Паренёк-хозяин выпустил их за ворота и снова заперся на засовы. Они огляделись и пошли вдоль палисадников, придавленных сугробами, к центру города. По светлой, лунной улице тянулся со стороны Сибирского тракта запоздалый обоз, нагруженный мёрзлыми сырыми кожами. Закуржавевшие (потому все белые) лошади устало тащили сани с громоздкой кладью, и спрессованный снег пронзительно и тягуче визжал под железными подрезами. Извозчики, кто в собачьей дохе, кто в тулупе, а кто, помоложе, в полушубке, шагали сбоку возов, перекликались, громко переговаривались:
— Тимоха!
— Оу!
— Котелок-от у тебя?
— Нет, у Архипа.
— Архип! Котёл не потерял?
— Куда он денется? Вот, в передке. Привязан.
— Счас бы мёрзлых пельмешков в кипяток.
— Ишь, губа не дура! А по косушке не хошь?
— Не худо бы погреться.
Мотовилов и Федосеев шли рядом с обозом, прислушивались. Визжали сани, скрипела промёрзшая упряжь, но это не заглушало говора извозчиков.
— На постоялом, поди, и прилечь негде.
— Знамо, всё забито теперича.
— У порога придётся прикорнуть, мужички.
— Да, незавидная у них жизнь, — сказал Мотовилов. — Но будет ещё хуже. Это ведь крестьяне. Наделами не могут прокормиться, прирабатывают на извозе, а вот пройдёт в Казань железная дорога — волком завоют.
— Хлынут к нам, в город, — сказал Николай.
— В городе и без них полно нищих.
— Да, все ночлежки забиты. Особенно Марусовка. Зайдёшь — некуда ступить. Теснота, духота, смрад. Полуголые люди.
— Многие из деревни. Община рушится, мужики уходят с земли. Вот вам процесс, который стоило бы изучить. Беритесь. Материал под боком. В ночлежках, на постоялых дворах, в рабочих казармах. — Мотовилов натянул на ухо шляпу, укутался пледом и прибавил шагу.
Они стали обгонять подводы, но уличная дорога пошла под гору, мужики повспрыгивали на отводы розвальней и, стоя сбоку возов, принялись стегать лошадей, те затрусили, потом, понуждаемые бичами, неохотно побежали вскачь, обоз обогнал и через минуту скрылся внизу.

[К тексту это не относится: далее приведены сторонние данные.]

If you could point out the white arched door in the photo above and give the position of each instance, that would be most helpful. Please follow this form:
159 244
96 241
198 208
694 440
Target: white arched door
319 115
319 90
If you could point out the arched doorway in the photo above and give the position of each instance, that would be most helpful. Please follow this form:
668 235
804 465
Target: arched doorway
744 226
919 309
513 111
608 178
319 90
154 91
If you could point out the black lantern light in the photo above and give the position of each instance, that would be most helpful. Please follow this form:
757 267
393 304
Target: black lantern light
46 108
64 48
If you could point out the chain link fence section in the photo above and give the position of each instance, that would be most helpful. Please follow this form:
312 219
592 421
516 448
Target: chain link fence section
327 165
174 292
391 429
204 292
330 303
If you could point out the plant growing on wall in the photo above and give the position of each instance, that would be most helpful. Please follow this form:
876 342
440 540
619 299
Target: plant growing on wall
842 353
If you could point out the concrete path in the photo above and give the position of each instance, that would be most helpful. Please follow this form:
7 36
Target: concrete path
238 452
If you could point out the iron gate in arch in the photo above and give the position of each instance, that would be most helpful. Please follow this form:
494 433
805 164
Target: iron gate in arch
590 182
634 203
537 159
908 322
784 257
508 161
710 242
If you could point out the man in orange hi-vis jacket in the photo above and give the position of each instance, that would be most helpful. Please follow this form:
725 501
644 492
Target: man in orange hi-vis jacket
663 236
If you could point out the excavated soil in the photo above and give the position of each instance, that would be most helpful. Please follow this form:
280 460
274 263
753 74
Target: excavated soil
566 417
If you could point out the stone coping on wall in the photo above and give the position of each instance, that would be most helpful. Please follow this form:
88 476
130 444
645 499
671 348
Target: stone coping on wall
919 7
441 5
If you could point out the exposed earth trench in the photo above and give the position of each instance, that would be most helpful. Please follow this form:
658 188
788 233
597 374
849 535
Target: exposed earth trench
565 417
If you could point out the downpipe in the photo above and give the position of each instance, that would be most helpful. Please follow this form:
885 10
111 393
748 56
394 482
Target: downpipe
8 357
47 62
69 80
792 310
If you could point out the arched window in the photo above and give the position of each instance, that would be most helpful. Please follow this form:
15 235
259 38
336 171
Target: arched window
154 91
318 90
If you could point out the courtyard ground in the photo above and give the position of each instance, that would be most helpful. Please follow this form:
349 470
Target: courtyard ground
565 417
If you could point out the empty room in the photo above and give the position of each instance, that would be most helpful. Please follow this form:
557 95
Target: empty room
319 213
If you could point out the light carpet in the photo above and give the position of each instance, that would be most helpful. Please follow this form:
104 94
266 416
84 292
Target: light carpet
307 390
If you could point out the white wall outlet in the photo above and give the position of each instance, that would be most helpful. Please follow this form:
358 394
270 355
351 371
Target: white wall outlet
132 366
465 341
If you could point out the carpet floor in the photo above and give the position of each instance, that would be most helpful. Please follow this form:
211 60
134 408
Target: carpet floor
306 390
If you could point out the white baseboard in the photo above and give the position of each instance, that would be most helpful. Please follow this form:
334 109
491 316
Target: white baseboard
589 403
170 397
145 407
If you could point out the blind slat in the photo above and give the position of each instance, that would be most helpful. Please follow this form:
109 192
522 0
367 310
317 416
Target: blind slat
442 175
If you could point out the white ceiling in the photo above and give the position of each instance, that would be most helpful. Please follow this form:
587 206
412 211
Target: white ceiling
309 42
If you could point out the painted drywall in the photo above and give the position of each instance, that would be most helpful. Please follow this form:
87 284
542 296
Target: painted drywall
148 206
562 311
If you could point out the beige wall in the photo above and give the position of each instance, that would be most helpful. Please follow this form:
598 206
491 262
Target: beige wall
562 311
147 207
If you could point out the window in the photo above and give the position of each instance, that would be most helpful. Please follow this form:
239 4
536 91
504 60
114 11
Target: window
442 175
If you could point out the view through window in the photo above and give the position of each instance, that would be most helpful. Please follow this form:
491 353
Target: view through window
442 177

Улица стала пустынной, точно всё тут вымерзло, не осталось ничего живого. Но вскоре издали показались два человека.
— Тоже какие-то полуночники, — заметил Мотовилов.
— Студенты, наверно, — сказал Федосеев. — Кому же ещё не спать в эту пору? Березинцы.
— Почему обязательно березинцы? Кружков в Казани много.
Тех, идущих снизу навстречу, тоже подгонял мороз, и они быстро приближались. Воротники у них были подняты, а шапки надвинуты до глаз, и Николай узнал прохожих только тогда, когда они подошли совсем вплотную. Это были знакомые реалисты — Лалаянц и Григорьев.
— Исаак, Миша! Вот неожиданность! Куда вы пропали?
— Это вы, дорогой, пропали, — сказал Лалаянц. — Мы вас даже разыскивали, приходили в гимназию — не нашли.
— Никуда я не исчезал, из гимназии пока не выбыл. Откуда в такой поздний час?